Why Your Data Might Need a Time Machine
Vector databases with time series capabilities enable a new class of generative AI applications.
In H.G. Wells’ The Time Machine, our hero leaps forward to the year 802,701. Imagine the predictive power you would yield. On the other hand, in George Orwell’s 1984, most of the time travel is back into the past before the Ministry of Truth assumes power. Employees can twist and obliterate facts into the version of recent history that the government of Oceania wants everyone to believe.
Both books reflect on our current situation: a hunger to access enormous amounts of data, both historical and real-time, and to use that data to find risk and opportunity, uncover actionable insight, and optimize capacity and coverage.
AI systems today often make predictions that can’t be fully explained without time travel. While we can’t yet go forward, time-series databases certainly make it easier to go back and time to make sure history wasn’t revised.

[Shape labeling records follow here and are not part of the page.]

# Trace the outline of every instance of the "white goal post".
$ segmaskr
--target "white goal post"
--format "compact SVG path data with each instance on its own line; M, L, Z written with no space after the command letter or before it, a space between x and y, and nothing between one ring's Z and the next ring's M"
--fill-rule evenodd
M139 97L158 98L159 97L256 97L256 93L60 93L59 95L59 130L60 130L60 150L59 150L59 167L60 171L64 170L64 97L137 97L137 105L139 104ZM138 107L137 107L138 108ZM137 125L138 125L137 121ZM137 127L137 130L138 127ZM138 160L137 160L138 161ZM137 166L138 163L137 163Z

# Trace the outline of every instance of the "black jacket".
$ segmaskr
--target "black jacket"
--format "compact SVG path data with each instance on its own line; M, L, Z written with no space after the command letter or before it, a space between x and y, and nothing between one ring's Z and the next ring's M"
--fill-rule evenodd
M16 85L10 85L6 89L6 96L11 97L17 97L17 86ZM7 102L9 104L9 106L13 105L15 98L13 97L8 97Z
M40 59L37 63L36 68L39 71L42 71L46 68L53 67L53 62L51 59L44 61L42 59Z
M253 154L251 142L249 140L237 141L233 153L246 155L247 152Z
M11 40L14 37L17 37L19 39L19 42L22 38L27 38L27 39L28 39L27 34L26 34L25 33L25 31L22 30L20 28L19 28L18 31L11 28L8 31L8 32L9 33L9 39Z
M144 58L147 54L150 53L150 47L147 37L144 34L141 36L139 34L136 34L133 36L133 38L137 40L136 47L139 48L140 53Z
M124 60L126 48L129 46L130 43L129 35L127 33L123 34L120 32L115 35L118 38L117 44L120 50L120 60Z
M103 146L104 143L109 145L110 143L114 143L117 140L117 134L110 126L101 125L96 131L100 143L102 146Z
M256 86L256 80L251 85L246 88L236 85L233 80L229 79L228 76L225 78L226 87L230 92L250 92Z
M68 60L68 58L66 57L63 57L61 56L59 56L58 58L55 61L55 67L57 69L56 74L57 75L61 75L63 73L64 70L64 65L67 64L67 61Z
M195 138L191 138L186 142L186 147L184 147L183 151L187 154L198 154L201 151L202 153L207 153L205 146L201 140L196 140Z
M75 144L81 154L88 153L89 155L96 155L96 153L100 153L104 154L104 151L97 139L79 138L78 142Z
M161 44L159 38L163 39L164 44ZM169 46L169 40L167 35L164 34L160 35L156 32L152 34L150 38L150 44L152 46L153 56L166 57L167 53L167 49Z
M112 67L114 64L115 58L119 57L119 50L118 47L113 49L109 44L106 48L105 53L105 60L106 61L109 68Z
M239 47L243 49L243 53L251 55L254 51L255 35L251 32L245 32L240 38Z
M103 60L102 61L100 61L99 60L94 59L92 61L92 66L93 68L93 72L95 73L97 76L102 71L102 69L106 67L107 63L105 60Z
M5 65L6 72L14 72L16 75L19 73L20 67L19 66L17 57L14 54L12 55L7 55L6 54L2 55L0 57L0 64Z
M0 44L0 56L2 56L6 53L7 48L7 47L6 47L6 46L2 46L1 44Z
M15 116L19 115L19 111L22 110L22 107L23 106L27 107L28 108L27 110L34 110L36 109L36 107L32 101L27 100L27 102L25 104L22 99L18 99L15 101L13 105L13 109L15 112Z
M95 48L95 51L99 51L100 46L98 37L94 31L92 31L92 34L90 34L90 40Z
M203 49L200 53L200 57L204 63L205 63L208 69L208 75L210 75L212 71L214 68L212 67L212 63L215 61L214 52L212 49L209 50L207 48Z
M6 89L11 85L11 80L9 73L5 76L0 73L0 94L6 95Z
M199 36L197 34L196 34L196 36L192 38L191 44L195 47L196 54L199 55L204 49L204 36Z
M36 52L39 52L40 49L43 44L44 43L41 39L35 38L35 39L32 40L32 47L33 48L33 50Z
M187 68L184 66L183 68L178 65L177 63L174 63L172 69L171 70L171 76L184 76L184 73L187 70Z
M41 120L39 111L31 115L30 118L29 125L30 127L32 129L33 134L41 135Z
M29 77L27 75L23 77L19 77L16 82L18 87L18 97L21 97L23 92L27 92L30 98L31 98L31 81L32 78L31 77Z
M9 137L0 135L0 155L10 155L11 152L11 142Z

Here’s how data time machines work and why they matter.
Five Data Time Machine Requirements
If you’re using AI to run your business, you need a database and analytics engine that allows you to predict the future and plumb the past. In other words, a data time machine.
A data management platform that supports time has five characteristics:
All data is online, with no need for offline archives,
All data is instantly discoverable and queryable,
Data can be replayed and rewound as many times as required,
All data has a real-time view of the current location and state
Query performance does not degrade as data volume grows
Data time machines are designed to support temporal queries like “How has the volatility in US stock markets evolved over the last three decades?” to “What is the volatility in the market right now, and how does that compare to the volatility of 5 seconds or milliseconds ago?”
The Applications of a Data Time Machine
You need a time machine to show your work, like in grade school when your math teacher required you to lay out the steps to get to the answer “8 x 4.” Audit trails help make AI predictions more explainable in a world full of data.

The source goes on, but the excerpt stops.